Wang Peng-Zi, He Bin-Qing, Cheng Ying, Chen Jia-Rong, Xiao Wen-Jing
CCNU-uOttawa Joint Research Centre, Hubei International Scientific and Technological Cooperation Base of Pesticide and Green Synthesis, Key Laboratory of Pesticides & Chemical Biology Ministry of Education, College of Chemistry, Central China Normal University, 152 Luoyu Road, Wuhan, Hubei 430079, China.

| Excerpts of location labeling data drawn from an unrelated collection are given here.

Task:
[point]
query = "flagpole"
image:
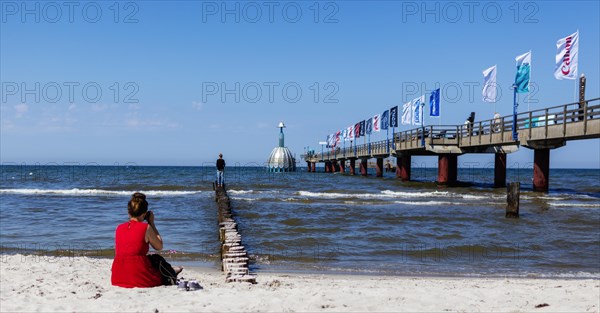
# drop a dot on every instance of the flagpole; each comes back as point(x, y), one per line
point(515, 105)
point(530, 80)
point(576, 78)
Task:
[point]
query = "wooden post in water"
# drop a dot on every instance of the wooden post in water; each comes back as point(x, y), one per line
point(513, 192)
point(234, 258)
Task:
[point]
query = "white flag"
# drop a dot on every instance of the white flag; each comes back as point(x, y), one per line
point(417, 110)
point(407, 113)
point(566, 57)
point(489, 84)
point(376, 120)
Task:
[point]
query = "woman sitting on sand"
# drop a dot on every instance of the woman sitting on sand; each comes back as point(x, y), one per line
point(131, 266)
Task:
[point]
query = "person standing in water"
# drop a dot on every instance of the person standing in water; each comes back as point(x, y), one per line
point(220, 169)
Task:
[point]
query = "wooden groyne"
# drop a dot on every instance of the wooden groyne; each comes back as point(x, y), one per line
point(234, 257)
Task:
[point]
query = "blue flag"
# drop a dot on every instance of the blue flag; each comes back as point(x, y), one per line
point(385, 119)
point(394, 117)
point(523, 72)
point(434, 103)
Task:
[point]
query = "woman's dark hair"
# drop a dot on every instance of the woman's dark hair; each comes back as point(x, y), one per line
point(137, 205)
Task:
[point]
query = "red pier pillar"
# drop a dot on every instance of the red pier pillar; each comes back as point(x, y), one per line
point(500, 170)
point(352, 166)
point(379, 168)
point(447, 169)
point(403, 167)
point(541, 169)
point(363, 167)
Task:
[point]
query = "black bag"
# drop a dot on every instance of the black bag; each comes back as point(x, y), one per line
point(167, 273)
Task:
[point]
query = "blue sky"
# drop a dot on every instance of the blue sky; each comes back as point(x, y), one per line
point(173, 62)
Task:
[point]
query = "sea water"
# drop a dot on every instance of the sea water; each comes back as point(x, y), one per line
point(315, 222)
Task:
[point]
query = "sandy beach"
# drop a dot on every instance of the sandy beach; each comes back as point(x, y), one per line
point(81, 284)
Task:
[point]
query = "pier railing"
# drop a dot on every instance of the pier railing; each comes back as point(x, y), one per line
point(578, 120)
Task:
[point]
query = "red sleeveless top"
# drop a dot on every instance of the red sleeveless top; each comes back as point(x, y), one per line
point(131, 267)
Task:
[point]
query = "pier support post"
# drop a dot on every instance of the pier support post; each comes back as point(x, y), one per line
point(379, 167)
point(363, 167)
point(403, 167)
point(513, 192)
point(499, 170)
point(447, 169)
point(541, 169)
point(352, 166)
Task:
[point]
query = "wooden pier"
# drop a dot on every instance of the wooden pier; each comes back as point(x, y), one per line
point(541, 130)
point(234, 257)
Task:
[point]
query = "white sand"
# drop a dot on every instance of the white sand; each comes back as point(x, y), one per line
point(30, 283)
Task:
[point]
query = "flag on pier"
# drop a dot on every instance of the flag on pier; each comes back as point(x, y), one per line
point(523, 72)
point(407, 113)
point(489, 84)
point(394, 116)
point(385, 119)
point(369, 126)
point(434, 103)
point(417, 110)
point(567, 56)
point(376, 123)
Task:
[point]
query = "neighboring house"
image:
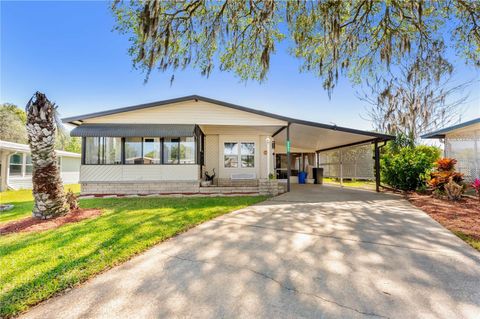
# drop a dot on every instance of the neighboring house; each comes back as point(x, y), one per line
point(167, 146)
point(16, 166)
point(462, 142)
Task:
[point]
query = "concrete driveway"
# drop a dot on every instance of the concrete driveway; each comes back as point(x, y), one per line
point(317, 252)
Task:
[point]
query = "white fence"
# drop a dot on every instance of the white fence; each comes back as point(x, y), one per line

State Key Laboratory of Applied Organic Chemistry, Lanzhou University, Lanzhou 730000, China.
Org Lett. 2019 Sep 6;21(17):6924-6929. doi: 10.1021/acs.orglett.9b02535. Epub 2019 Aug 22.
A light-driven, metal-free, and iminyl radical-mediated ring-opening C-C bond cleavage/addition cascade of -4-methoxybenzyl oxime ethers and alkenes is described for the first time. The reaction shows a broad substrate scope and high functional group compatibility with both components, giving the corresponding valuable oxo nitriles in generally good yields. Key to the success of this protocol is the generation of cyclic iminyl radicals from the -4-methoxybenzyl oxime ethers via a photocatalytic hydrogen atom transfer (HAT) process. The proposed main pathway is also supported by the preliminary mechanistic studies.
首次报道了一种光驱动、无金属且由亚胺基自由基介导的对甲氧基苄基肟醚与烯烃的开环碳-碳键裂解/加成串联反应。该反应对两种底物都具有广泛的底物范围和高官能团兼容性,通常能以良好的产率得到相应有价值的氧代腈。该方法成功的关键是通过光催化氢原子转移(HAT)过程从对甲氧基苄基肟醚生成环状亚胺基自由基。初步的机理研究也支持所提出的主要反应途径。